Re: Question about Flink internals

Posted by Timo Walther <tw...@apache.org>.
Hi Junguk,

I try to answer your questions, but also loop in Ufuk who might now more 
about the network internals:

1. Yes, every operator/operator chain has a "setParallelism()" method do 
specify the parallelism. The overall parallelism of the job can be set 
when submitting a job. The parallelism per TaskManager is determined by 
the number of slots.

2. From a user's perspective you can only see the "real data". 
Internally, there are different types of records that flow through the 
topology (namely watermarks, checkpoint barriers, latency markers, and 
records with or without timestamp metadata).

3. See my last comment.

4. Flink also uses heartbeat messages between JobManager and 
TaskManagers. In case of a failure the JobManager restores the entire 
topology to the last successful checkpoint. See [1] for more 
explanation. In the future it is planned to recover more fine-grained.

5. Source workers should not be directly connected but though systems 
like Kafka or Pravega. Not only for replaying in case of failures but 
also for using it as the single source of truth in case your processing 
logic needs to be adapted. E.g. you had a bug in your application and 
the state that you have built is invalid, you want to be able to correct 
your mistake and rebuild the state in a batch. The folks from Drivetribe 
showed a very nice architecture [2]. I don't know if replaying your IoT 
devices would make sense, in theory you could implement your own 
connector that implements a similar logic as Flink's Kafka consumer.

6. I don't know about the internals of iteration feature but you might 
be right. Cyclic dataflows are not fully supported yet. E.g. they are 
also not participating in Flink's checkpointing mechanism.

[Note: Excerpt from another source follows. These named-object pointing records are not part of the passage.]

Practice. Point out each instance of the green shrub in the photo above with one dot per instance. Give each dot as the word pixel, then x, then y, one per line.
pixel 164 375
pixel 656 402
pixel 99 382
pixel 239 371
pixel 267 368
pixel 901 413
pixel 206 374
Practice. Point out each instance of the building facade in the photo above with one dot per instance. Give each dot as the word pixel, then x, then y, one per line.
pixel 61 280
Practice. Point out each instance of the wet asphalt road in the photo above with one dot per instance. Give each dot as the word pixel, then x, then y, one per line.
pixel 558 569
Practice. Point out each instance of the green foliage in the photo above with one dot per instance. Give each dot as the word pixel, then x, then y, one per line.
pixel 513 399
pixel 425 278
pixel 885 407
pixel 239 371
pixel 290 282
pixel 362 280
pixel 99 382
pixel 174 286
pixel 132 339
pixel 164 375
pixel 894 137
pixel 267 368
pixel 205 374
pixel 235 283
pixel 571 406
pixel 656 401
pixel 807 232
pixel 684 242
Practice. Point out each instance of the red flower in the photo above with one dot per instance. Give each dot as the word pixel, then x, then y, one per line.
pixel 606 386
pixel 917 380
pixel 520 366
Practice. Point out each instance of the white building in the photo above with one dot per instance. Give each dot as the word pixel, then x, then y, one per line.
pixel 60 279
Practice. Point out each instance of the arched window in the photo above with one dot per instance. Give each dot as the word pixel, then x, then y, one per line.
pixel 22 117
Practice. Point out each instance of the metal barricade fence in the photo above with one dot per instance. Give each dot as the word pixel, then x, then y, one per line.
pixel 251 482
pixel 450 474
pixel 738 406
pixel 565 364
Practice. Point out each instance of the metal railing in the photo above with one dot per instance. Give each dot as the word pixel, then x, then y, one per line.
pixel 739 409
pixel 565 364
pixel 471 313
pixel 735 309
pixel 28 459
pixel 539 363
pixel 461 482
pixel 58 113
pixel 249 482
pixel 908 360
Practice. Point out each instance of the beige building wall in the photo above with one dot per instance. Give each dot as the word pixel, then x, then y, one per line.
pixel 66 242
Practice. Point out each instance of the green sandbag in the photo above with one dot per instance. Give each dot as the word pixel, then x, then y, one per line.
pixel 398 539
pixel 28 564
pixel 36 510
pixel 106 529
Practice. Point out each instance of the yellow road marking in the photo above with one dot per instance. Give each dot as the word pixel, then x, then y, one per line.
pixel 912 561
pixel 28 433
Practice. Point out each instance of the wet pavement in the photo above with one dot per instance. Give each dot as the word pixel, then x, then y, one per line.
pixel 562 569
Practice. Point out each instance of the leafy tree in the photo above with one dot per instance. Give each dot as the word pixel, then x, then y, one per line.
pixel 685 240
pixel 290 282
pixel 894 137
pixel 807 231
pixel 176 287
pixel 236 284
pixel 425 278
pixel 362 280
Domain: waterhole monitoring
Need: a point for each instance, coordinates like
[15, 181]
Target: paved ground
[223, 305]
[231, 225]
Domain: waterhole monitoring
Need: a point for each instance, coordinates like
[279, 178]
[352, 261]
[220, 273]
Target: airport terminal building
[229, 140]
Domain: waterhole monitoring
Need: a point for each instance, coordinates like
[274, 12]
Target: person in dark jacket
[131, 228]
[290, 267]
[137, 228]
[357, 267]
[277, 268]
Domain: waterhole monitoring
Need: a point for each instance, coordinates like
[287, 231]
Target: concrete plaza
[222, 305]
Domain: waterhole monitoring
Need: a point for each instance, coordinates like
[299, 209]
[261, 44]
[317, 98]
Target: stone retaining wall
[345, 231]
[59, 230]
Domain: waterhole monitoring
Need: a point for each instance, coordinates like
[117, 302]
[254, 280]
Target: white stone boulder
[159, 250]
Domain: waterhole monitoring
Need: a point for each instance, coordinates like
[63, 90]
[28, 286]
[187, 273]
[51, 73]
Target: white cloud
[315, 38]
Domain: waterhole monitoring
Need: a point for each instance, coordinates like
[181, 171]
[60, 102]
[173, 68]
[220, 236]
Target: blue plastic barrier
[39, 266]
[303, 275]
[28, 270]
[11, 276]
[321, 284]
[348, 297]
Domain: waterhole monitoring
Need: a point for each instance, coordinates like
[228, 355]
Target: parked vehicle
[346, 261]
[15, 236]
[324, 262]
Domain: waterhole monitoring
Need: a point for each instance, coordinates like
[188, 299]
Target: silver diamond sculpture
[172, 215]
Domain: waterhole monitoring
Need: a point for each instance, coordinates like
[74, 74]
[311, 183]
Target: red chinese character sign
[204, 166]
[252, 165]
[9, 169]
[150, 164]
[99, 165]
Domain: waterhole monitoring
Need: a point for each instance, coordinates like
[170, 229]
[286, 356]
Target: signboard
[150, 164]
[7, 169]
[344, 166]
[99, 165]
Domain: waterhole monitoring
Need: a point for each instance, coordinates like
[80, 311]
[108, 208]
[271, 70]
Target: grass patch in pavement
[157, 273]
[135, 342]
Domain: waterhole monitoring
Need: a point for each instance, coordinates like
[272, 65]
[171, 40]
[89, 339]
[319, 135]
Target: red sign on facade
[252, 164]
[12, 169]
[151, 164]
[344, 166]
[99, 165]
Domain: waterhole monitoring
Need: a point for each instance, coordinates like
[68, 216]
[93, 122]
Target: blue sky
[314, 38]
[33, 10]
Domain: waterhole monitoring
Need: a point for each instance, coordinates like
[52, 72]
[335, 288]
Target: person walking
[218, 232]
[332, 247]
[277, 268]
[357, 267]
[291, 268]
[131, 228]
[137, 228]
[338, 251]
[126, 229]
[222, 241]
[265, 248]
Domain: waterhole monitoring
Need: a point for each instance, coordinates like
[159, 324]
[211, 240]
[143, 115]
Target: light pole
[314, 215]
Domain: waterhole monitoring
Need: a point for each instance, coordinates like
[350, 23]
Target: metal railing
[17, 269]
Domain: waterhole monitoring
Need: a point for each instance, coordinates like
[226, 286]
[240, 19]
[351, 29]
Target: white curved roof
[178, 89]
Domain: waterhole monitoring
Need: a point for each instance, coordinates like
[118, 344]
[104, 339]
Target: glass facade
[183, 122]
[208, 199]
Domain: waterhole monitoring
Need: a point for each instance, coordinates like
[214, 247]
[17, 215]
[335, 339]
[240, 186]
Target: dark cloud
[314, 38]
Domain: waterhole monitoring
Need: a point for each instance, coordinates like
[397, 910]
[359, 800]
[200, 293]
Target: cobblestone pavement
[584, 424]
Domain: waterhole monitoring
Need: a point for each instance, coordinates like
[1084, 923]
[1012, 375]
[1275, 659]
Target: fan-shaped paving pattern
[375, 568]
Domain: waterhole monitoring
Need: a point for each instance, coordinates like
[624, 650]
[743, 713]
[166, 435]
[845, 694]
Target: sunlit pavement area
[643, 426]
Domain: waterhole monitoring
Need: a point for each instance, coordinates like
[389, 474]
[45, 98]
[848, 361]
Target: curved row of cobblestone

In general, I would recommmend to import Flink into your IDE and set a 
breakpoint in an example (e.g. within a mapper before a keyBy) and run 
it in debug mode. You can step through the layers to see more about the 
internals. This should answer most of your question, otherwise feel free 
to ask again.

Regards,
Timo

[1] 
https://ci.apache.org/projects/flink/flink-docs-release-1.3/internals/stream_checkpointing.html
[2] https://data-artisans.com/blog/drivetribe-cqrs-apache-flink

Am 06.09.17 um 21:54 schrieb Junguk Cho:
> Hi, All.
>
> I am new to Flink.
> I just installed Flink in clusters and start reading documents to 
> understand Flink internals.
> After reading some documents, I have some questions.
> I have some experiences of Storm and Heron before, so I am linking 
> their mechanisms to questions to better understand Flink.
>
> 1. Can I specify worker parallelism explicitly like Storm?
>
> 2. Record in Flink
> Can I think a "record" in FLINK is almost same as Tuple in Storm?
> Tuple in Storm is used for carrying "real data" + "metadata (e.g., 
> stream type, source id and so on).
>
> 3. How does partition (e.g., shuffling,  map) works internally?
> In Storm, it has (worker id) : (tcp info to next workers) tables.
> So, based on this information, after executing partition function, 
> Tuple is  forwarded to next hops based on tables.
> Is it the same?
>
> 4. How does Flink detect fault in case of worker dead machine failure?
> Based on documents, Job manager checks liveness of task managers with 
> heartbeat message.
> In Storm, supervisor (I think it is similar with Task manager) first 
> detects worker dead based on heartbeat and locally re-runs it again. 
> For machine failure, Nimbus (I think it is similar with Job manager) 
> detects machine failure based on supervisor's heartbeat and 
> re-schedule all assigned worker to other machine.
> How does Flink work?
>
> 5. For exactly-once delivery, Flink uses checking point and record 
> replay mechanism.
> It needs messages queues (e.g, Kafka) for record replay.
> Kafka uses TCP to send and receive data. So I wonder if data source 
> does not use TCP (e.g., IoT sensors), what is general solutions to use 
> record replay?
> For example, source workers are directly connected to several inputs 
> (e.g., IoT sensors) while I think it is not normal deployments.
>
> 6. Flink supports Cycles.
> However,  based on documents, Cycled tasks act as regular dataflow 
> source and sink respectively, yet they are collocated in the same 
> physical instance to share an in-memory buffer and thus, implement 
> loopback stream transparently.
> So, what if the number of workers which make cycles is high? It would 
> be hard to put them in the same physical machine.
>
> Thanks,
> Junguk